Sven was invited as a member of the editorial boards of several international scientific journals, including the editorial board of the American Journal of Industrial Medicine and the advisory board of The Lancet.

Sven was a popular and highly respected educator as an Adjunct Professor at the University of Helsinki, and he lectured medical students and postgraduates in other Finnish universities as well as at FIOH. He organized epidemiology courses in FIOH, the Nordic fora, and at the WHO and trained a whole generation of epidemiologists in occupational health. He wrote textbooks on epidemiology and tutored several PhD students. He also trained junior experts in scientific writing and scientific presentation; his courses became popular also among advanced experts.

Sven was invited to be a member of several high-level domestic and international scientific bodies, such as the Finnish Academy of Technical Sciences, the Swedish Academy of Technical Sciences, the Faculties of Occupational Medicine of the UK and Ireland Royal Colleges of Physicians and the New York Academy of Medical Sciences, to mention just a few.

Of all of these, the International Commission on Occupational Health (ICOH) remained close to Sven’s heart throughout his professional career. He was active in three scientific committees: artificial fibers (secretary), toxicology of metals (member), and epidemiology in occupational health (chair). He was elected for full tenures as ICOH officer: Vice President (1981–1987) and President (1987–1993), and from 1993 to 2000 he served as Past President and Board Member. As Vice President, he renewed the system of scientific committees and as President he renewed ICOH’s Constitution, Bylaws, and Code of Ethics, all of which are still valid and have only undergone minor updating amendments. He led the organization of five ICOH Congresses and substantially improved their scientific weight and organizational practices. Sven was appointed Honorary Member of ICOH in 2000 and was honored with the ICOH Centennial Award in 2006.

In honoring him, we – his co-workers, colleagues, and friends from our FIOH and ICOH times and the national and global occupational health community – remember Sven Hernberg with the highest respect and gratitude.
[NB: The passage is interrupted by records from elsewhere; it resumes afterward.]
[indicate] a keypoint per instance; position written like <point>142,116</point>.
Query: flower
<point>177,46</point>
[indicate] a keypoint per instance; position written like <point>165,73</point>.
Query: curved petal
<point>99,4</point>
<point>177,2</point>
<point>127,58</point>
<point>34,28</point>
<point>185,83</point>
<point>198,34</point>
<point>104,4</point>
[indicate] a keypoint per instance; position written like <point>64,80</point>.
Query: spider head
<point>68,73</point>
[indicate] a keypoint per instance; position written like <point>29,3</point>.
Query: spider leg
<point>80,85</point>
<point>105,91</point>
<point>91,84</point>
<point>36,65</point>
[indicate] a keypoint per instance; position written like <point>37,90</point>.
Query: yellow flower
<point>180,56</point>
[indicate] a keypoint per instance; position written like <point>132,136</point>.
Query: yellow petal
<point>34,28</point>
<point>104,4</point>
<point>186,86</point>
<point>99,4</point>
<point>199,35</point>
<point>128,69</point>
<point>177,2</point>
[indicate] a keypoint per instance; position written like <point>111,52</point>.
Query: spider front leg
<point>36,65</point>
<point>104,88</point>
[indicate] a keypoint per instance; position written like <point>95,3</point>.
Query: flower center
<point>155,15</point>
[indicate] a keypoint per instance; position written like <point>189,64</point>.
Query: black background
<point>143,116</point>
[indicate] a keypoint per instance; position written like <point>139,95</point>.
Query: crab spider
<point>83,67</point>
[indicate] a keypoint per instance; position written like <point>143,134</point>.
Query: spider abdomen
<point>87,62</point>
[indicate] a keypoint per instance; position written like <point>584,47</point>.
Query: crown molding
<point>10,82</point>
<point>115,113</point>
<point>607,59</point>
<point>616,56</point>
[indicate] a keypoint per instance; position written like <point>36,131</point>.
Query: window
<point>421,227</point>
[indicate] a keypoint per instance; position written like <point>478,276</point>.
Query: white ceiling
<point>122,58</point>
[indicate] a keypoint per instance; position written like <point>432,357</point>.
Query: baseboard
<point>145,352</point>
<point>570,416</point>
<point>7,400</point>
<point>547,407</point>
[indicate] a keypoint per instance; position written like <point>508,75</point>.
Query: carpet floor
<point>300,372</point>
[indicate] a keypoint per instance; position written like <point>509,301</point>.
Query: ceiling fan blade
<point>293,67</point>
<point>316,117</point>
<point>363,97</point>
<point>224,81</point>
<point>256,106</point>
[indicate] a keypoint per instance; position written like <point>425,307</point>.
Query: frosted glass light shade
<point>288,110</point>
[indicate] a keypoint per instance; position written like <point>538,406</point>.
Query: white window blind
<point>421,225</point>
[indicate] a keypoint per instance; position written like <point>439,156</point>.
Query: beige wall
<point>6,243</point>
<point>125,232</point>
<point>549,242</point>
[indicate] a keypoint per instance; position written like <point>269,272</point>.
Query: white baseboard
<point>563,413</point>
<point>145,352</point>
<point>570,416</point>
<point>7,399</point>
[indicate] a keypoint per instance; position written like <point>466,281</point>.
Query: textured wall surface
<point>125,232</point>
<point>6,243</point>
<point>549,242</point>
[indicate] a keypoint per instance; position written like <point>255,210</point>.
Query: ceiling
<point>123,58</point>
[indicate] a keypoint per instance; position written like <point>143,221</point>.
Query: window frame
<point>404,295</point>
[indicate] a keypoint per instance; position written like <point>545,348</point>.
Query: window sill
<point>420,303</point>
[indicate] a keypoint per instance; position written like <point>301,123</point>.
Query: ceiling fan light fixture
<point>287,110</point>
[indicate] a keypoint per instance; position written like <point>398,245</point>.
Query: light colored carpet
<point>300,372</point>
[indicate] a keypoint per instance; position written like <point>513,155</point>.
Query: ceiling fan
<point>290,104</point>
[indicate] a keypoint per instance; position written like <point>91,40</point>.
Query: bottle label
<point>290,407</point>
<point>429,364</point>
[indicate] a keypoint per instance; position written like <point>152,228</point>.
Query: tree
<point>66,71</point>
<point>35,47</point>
We learned so much from him. As a scientist and expert, he was creative, intelligent, vigilant and followed the highest professional standards; he was careful and exacting in problem definition, rigorous with methodological criteria, and critical when making inferences. As the professional and institutional leader of FIOH and ICOH, he was fair and attracted the best people to work with him, guiding and encouraging them to find and develop the best of their capacities. As a colleague and friend, he was always trusted, due to his fairness, honesty and highest ethical standards. Sven was a distinguished figure who will remain among the most prominent leaders in our occupational health community. Quoting Mihály Csíkszentmihályi, Sven shared a trait typical of all creative people: they “tend to bring the entire range of human possibilities within themselves”.

We express our sincere condolences and sympathy to Sven’s family, his daughter Dr Micaela Hernberg, PhD, his sons Kim and Göran, and his five grandchildren, for the immeasurable loss of their dear father and grandfather.